El keynesiano no entiende que el extremo activismo a favor de distintas políticas puede perjudicar a la prosperidad económica creando lo que he denominado como "incertidumbre de régimen", una profunda incertidumbre sobre la misma naturaleza del inminente orden económico, especialmente, en lo que respecta a cómo el gobierno tratará los derechos de propiedad privada en el futuro.

Véase mi trabajo, en el que aplico este concepto para analizar por qué la Gran Depresión fue tan prolongada. Este tipo de incertidumbre especialmente desanima a los inversores para poner dinero en proyectos de largo plazo. Tal inversión, que prácticamente desapareció después de 1929, no se recuperó completamente hasta después de la guerra.

Más de un observador (ver 1, 2 y 3) ha comentado en los meses recientes acerca de la situación actual, que se ha generado incertidumbre de régimen a partir de las frenéticas acciones del gobierno como los rescates públicos, inyecciones de capital, préstamos de emergencia, compras de empresas, planes de estímulo, y otras medidas extraordinarias aprobadas en menos de un año.

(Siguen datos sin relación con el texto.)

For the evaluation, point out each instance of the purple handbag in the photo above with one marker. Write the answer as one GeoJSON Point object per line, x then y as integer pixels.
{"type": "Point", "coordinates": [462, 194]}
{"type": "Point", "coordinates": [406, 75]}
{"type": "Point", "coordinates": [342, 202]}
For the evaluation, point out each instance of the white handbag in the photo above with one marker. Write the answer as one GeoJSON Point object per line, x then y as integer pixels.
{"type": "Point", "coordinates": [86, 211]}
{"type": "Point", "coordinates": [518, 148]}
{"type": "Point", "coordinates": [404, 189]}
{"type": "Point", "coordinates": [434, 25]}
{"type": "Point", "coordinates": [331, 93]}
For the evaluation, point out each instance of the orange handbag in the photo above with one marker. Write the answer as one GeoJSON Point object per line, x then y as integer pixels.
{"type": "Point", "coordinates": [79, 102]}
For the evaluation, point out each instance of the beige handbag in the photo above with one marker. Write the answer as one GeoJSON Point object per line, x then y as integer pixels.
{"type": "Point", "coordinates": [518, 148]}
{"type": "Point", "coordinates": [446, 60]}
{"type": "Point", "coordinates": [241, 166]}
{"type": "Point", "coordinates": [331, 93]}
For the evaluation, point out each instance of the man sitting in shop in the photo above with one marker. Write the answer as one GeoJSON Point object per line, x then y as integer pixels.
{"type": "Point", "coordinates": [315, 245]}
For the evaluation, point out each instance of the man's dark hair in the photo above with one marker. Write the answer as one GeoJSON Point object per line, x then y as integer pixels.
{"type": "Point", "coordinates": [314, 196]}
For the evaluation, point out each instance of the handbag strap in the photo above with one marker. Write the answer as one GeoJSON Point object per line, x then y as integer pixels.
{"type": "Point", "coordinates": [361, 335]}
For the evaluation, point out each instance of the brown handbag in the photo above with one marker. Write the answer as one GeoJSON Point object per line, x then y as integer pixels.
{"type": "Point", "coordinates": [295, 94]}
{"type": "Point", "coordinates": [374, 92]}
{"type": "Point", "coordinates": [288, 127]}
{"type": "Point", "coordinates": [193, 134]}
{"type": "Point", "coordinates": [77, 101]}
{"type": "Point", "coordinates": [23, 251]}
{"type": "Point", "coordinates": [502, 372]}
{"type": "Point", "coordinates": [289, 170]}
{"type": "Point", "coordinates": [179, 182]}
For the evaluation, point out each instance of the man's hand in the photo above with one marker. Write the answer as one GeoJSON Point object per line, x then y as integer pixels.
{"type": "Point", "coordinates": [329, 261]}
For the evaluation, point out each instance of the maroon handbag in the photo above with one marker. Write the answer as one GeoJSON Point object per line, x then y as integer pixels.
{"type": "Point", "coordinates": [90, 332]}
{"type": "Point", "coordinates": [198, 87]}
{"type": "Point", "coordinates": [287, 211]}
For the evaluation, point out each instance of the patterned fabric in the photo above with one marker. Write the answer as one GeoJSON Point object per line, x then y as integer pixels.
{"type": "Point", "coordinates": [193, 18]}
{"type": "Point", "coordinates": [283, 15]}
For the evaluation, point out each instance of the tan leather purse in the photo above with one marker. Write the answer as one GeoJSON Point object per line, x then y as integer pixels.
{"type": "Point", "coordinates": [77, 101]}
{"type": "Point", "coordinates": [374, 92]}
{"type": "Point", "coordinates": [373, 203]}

Con la Administración Obama en el poder, las perspectivas parecen favorables para una continuación de este tipo de desesperado activismo político. No puede mejorar las cosas, pero sí que puede causar mucho daño.

Artículo publicado originalmente en la revista The Independent Review, Volumen 14, Número 3, Invierno 2010.

Robert Higgs es economista, Investigador Senior en Economía Política del Independent Institute, además de editor de la revista académica The Independent Review. Reconocido experto en historia económica de los EEUU, especialmente del periodo de la Gran Depresión, la Segunda Guerra Mundial y la Guerra Fría. Es autor de, entre otros, Crisis and Leviathan y Depressión, War, and Cold War.